Daniel Cormier still believes there is one arena where Jon Jones wants no part of him.
Not the Octagon, where their rivalry already produced one official Jones win at UFC 182 and one no-contest after the UFC 214 rematch was overturned. Cormier is talking about a mat, a short clock, and a rule set stripped down enough to expose who can actually wrestle when there is nowhere to hide.
Speaking during a Q&A at UFC Freedom 250, Cormier said talks had taken place for a late-year wrestling meeting with Jones at an unnamed event. According to the former UFC double champion and Olympic-level wrestler, the money was real, the bout would have lasted six minutes, and the offer crossed into seven figures for both men. His accusation was blunt: “He will not do it.”

Daniel Cormier says Jon Jones rejected seven-figure wrestling match
Cormier framed the proposed contest as something outside RAF, saying that promotion would not have the budget for the payday being discussed. The more serious offer, in his telling, came from another organization prepared to pay both men more than $1 million for a wrestling match. Cormier said he accepted the idea if Jones agreed to wrestle, then claimed Jones pushed away from that format once the details became uncomfortable.
The key dispute, as Cormier described it, was not whether the two old rivals could sell another confrontation. It was the scoring. Cormier said he believed a pure wrestling match would end in a lopsided technical result in his favor, and that Jones understood the risk of being visibly outclassed under points. When grappling was floated, Cormier said Jones wanted submission-only rules rather than a format where takedowns, control and positional work could decide the winner.
Why the rules matter more than the payday
That is the part of Cormier’s version that cuts deepest. Jones has long been one of MMA’s most complete clinch fighters, with trips, elbows, range management and opportunistic submissions all woven into his game. Cormier, though, was an elite freestyle wrestler before he became a UFC champion, and a six-minute points match would drag the conversation away from mixed martial arts greatness and into a narrower, harsher argument about wrestling craft.
- Cormier made the claim during a UFC Freedom 250 Q&A.
- He said both men were offered seven figures for six minutes.
- The event and organization behind the offer were not named.
- Jones has not publicly answered Cormier’s accusation.

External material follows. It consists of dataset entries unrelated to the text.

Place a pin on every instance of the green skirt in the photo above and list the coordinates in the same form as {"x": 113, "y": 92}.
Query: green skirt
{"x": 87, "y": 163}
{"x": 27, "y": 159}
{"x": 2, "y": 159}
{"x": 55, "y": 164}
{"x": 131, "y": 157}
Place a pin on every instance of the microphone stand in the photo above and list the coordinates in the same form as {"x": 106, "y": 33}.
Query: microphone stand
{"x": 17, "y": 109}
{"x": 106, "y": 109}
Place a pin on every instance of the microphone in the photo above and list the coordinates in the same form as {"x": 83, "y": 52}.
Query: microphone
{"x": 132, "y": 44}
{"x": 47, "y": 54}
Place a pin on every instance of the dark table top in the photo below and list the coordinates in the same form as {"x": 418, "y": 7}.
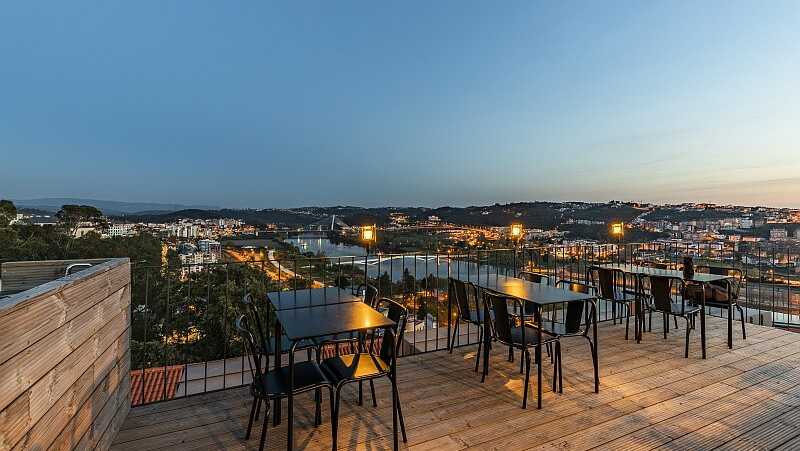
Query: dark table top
{"x": 332, "y": 319}
{"x": 536, "y": 293}
{"x": 282, "y": 300}
{"x": 648, "y": 271}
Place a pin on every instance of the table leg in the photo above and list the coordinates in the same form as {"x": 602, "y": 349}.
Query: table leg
{"x": 290, "y": 399}
{"x": 596, "y": 352}
{"x": 538, "y": 358}
{"x": 276, "y": 414}
{"x": 703, "y": 320}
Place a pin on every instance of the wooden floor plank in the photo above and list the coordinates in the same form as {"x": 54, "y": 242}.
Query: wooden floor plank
{"x": 650, "y": 396}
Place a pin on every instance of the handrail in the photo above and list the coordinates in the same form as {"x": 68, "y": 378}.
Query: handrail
{"x": 69, "y": 269}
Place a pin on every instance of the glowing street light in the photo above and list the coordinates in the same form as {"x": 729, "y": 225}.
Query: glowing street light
{"x": 516, "y": 231}
{"x": 618, "y": 229}
{"x": 368, "y": 235}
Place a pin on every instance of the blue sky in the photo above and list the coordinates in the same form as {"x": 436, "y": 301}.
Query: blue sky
{"x": 267, "y": 104}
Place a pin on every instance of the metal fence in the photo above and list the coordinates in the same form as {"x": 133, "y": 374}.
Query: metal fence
{"x": 184, "y": 341}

Jon Jones silence leaves old UFC rivalry alive
Jones has not responded as of now, which leaves the story living entirely through Cormier’s account. That matters, because the rivalry has always run on competing versions of pride: Jones as the superior MMA fighter with the official win, Cormier as the decorated wrestler who still sees a specific weakness behind Jones’ broader greatness. Their recent time opposite each other on ALF Reality 3, the Russian spin on The Ultimate Fighter concept, appears to have dragged the bad blood back into public view rather than softened it.

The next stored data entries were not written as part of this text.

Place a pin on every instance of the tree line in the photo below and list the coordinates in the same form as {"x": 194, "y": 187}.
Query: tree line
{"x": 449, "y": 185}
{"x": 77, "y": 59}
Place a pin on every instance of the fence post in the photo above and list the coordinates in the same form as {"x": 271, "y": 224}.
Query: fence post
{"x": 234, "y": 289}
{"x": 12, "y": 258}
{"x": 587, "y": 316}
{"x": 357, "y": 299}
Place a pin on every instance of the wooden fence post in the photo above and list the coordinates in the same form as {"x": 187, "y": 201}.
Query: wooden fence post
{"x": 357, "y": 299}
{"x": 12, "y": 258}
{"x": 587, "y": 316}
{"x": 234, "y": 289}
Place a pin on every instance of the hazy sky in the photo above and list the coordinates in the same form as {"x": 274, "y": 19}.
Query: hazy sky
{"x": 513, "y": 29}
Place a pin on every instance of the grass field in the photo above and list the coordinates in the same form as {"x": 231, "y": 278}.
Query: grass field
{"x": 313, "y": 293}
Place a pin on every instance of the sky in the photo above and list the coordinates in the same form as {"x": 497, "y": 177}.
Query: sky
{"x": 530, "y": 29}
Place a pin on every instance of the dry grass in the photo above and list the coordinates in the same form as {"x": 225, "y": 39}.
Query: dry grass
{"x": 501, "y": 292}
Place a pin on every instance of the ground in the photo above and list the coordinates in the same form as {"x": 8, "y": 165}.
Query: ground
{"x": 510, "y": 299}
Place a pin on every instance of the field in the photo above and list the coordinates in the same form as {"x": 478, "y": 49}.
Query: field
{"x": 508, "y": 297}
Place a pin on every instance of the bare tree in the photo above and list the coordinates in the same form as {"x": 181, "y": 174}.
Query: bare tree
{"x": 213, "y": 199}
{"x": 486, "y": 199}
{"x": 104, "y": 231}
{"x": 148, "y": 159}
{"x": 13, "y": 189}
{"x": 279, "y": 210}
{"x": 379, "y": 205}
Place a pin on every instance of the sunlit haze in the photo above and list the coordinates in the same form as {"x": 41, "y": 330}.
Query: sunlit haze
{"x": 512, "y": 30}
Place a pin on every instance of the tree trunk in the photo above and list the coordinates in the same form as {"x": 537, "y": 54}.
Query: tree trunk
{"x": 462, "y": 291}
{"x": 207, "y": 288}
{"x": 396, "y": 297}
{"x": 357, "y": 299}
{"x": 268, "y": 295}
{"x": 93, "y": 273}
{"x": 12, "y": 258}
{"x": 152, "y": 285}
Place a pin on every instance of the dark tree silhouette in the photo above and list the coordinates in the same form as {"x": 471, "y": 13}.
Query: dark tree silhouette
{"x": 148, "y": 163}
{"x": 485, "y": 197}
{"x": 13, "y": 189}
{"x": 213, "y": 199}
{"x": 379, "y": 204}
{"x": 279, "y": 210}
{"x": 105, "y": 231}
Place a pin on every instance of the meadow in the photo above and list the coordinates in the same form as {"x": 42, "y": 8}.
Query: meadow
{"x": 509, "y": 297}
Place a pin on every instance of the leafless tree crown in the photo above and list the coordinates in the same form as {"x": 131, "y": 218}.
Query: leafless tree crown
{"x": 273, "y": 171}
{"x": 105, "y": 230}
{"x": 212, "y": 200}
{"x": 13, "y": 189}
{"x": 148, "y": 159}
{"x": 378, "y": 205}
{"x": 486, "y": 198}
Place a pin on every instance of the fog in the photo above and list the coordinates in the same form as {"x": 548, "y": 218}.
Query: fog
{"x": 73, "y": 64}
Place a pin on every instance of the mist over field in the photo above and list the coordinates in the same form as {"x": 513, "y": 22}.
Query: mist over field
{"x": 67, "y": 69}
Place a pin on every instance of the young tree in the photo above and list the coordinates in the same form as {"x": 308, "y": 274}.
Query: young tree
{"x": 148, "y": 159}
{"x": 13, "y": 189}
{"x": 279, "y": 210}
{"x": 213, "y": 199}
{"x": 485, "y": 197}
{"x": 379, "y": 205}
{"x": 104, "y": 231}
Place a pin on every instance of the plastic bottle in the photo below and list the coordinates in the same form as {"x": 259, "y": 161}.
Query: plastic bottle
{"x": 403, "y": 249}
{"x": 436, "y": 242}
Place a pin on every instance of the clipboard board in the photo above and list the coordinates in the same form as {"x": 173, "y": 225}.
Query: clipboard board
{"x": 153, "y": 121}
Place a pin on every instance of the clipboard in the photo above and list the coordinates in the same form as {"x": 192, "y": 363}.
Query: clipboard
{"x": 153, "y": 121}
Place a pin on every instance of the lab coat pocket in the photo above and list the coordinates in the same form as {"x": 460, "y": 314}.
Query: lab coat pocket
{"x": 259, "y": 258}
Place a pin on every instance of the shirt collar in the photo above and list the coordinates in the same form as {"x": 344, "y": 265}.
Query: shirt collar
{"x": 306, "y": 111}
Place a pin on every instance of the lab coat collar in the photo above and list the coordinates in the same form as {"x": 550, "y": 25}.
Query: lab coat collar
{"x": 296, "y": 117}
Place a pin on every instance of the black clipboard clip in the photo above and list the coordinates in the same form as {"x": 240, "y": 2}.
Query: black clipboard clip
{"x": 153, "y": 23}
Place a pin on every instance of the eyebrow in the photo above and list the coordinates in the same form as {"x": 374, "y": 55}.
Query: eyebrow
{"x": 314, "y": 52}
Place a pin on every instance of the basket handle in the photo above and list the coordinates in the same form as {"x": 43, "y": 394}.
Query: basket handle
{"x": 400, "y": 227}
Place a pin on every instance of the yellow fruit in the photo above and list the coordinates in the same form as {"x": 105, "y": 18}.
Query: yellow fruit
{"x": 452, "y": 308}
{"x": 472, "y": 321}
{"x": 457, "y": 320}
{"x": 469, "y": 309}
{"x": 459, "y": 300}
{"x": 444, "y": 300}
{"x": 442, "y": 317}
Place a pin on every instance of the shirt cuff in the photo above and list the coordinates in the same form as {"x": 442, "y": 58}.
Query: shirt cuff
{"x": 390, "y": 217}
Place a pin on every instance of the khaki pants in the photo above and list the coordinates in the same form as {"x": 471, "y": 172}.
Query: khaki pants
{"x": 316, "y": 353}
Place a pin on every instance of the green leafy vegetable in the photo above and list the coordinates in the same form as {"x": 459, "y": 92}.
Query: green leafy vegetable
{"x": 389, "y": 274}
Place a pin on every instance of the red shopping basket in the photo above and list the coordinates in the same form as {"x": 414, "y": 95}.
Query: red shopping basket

The sporting stakes would be strange but real. A wrestling match would not rewrite either man’s UFC career, yet it would give Cormier a clean lane to win a chapter Jones has never had to defend under wrestling rules. For Jones, who retired from MMA after being left out of UFC Freedom 250, the risk is reputational more than competitive: lose badly in a niche ruleset and the clip lives forever, even if his MMA résumé remains untouched. For Cormier, the next step is simple only if Jones answers; without that, the story stays as an allegation, not a booked contest.
| Point | Current status |
|---|---|
| Proposed matchup | Daniel Cormier vs. Jon Jones in wrestling or grappling |
| Claimed purse | Seven figures for each man, per Cormier |
| Planned length | Six minutes, according to Cormier’s Q&A comments |
| Rules dispute | Cormier wanted points available; he says Jones preferred submissions only |
| Public response | Jones has not addressed the claim publicly |
| Rivalry background | Jones beat Cormier at UFC 182; their UFC 214 bout became a no-contest |
The frustration for fans is that this is exactly the kind of odd, late-career spectacle that would actually answer a question rather than merely cash in on nostalgia. Cormier is not asking to run back five rounds of MMA in his mid-40s; he is daring Jones into the one combat sport lane where Cormier believes the old score is still unsettled. For now, the only confirmed fact is that Cormier says negotiations happened and Jones has not publicly responded.